Summary

Introduced debiasing word embedding algorithms using the properties below

  • Gender bias is captured by a direction in the word embedding
  • Gender neutral words are linearly separable from gender definition words

It can be performed by 1. Identify gender subspace and 2. debiasing

Geometry of Gender and Bias

Gender subspace

We can measure gender direction $g \in \mathbb{R}^d$ by aggregating across multiple paired comparisons

\[\overrightarrow{\text{grandmother}} - \overrightarrow{\text{grandfather}} = \overrightarrow{\text{gal}} - \overrightarrow{\text{guy}} = g\]

Direct Bias

Association between a gender neutral word and a clear gender pair.

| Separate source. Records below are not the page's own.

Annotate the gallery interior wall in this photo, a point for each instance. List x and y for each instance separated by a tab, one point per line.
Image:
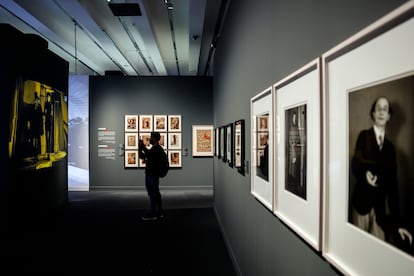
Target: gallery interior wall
260	44
112	97
32	184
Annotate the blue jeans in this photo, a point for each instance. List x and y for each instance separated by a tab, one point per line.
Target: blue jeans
152	184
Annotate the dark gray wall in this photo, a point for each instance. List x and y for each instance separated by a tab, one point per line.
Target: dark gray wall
262	42
111	97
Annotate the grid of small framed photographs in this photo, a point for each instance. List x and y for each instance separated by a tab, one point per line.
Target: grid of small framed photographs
139	127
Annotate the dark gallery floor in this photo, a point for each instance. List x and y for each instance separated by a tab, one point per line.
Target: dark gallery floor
101	232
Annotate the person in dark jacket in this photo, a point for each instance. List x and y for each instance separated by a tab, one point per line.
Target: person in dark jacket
374	165
153	159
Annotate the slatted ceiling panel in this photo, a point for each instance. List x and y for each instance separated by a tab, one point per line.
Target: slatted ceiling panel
134	45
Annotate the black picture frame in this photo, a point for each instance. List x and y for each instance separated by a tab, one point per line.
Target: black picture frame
229	145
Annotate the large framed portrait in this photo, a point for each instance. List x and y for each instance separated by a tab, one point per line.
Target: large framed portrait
131	123
261	109
131	140
369	86
174	122
174	157
203	140
229	145
160	123
174	140
298	152
239	149
131	159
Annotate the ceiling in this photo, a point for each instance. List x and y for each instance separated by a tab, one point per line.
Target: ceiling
169	38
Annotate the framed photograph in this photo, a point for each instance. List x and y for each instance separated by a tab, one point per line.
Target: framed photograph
131	140
298	152
131	123
145	123
369	87
261	110
131	159
142	163
203	140
239	146
222	143
174	122
146	138
174	140
229	145
164	140
160	123
175	156
217	142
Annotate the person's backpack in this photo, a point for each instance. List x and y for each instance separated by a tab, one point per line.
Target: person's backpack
164	166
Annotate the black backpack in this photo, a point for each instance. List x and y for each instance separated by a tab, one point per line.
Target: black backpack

Given gender neutral words $N$ and gender direction $g$

\[\text{DirectBias}_c = \frac{1}{|N|} \sum_{w \in N} |\cos(\vec{w}, g)|^c\]

Indirect Bias

Association between gender neutral words that are clearly arising from gender.

Given $w = w_g + w_{\perp}$ where $w_g=(w \cdot g)g$ ,

\[\beta(w,v)=(w\cdot v\ - \frac{w_{\perp} \cdot v_{\perp}}{\|w_{\perp}\|_2\|v_{\perp}\|_2})/w \cdot v\]
  • This measures the degree of gender impact! (measures how much the inner product changes after removing the gender subspace)

Debiasing algorithms

Subspace $B$ is defined by $k$ orthogonal unit vectors $B={b_1,…,b_k} \subset \mathbb{R}^d$

Projection of a vector $v$ onto $B$ is denoted as

\[v_B=\sum^k_{j=1}(v \cdot b_j)b_j\]
  1. Identify Gender Subspace

    Calculate bias direction by using

    Inputs: word sets $W$, Defining Sets(pair of words that varies by gender) $D_1,…D_N \sub W$, embedding ${\vec{w}\in \mathbb{R}^d}_{w\in W}$

    \[\mu_i := \sum_{w \in D_i} \vec{w}/|D_i|\]

    Let the bias subspace $B$ be the first $k$ rows of $\text{SVD}(C)$ where

    \[C := \sum^n_{i=1}\sum_{w\in D_i}(\vec{w}-\mu_i)^T(\vec{w}-\mu_i)/|D_i|\]

    What are they?

    $\mu$ is average of the defining sets and then, $C$ is a covariance matrix that captures the variance of the word vectors within each defining set. → $C$ captures how words in gender-related pairs vary from their mean.

    Trivial SVD sorts the eigenvalues in descending order. So, after performing SVD(C), we can get more important values (=which has higher covariance) by getting first k rows of it

  2. Hard de-biasing (neutralize & equalize)

    Inputs: words to neutralize $N \subseteq W$, family of equality sets $\mathcal{E} = { E_1, E_2, \ldots, E_m }$

    • Neutralize ensures that gender neutral words are zero in the gender subspace

      $\vec{w}_B$ is a projection of a word vector $\vec{w}$ onto the subspace $B$.

    \[\vec{w}:=(\vec{w}-\vec{w}_B)/\|\vec{w}-\vec{w}_B\| \\\]
    • Equalize equalizes sets of words outside the subspace by enforcing any neutral words to be equidistant to all words in each equality set

      \[\mu := \sum_{w \in E} \frac{w}{|E|} \\ \nu := \mu - \mu_B \\ \text{For each } w \in E, \quad \vec{w} := \nu + \sqrt{1 - \|\nu\|^2} \frac{\vec{w}_B - \mu_B}{\|\vec{w}_B - \mu_B\|}\]

      First, calculate the average word direction $\mu$ and then calculate the “middle vector” $\nu$ by subtracting the projection onto the subspace $\mu_B$

      Then, make $\vec{w}$ to be equidistant from the middle vector!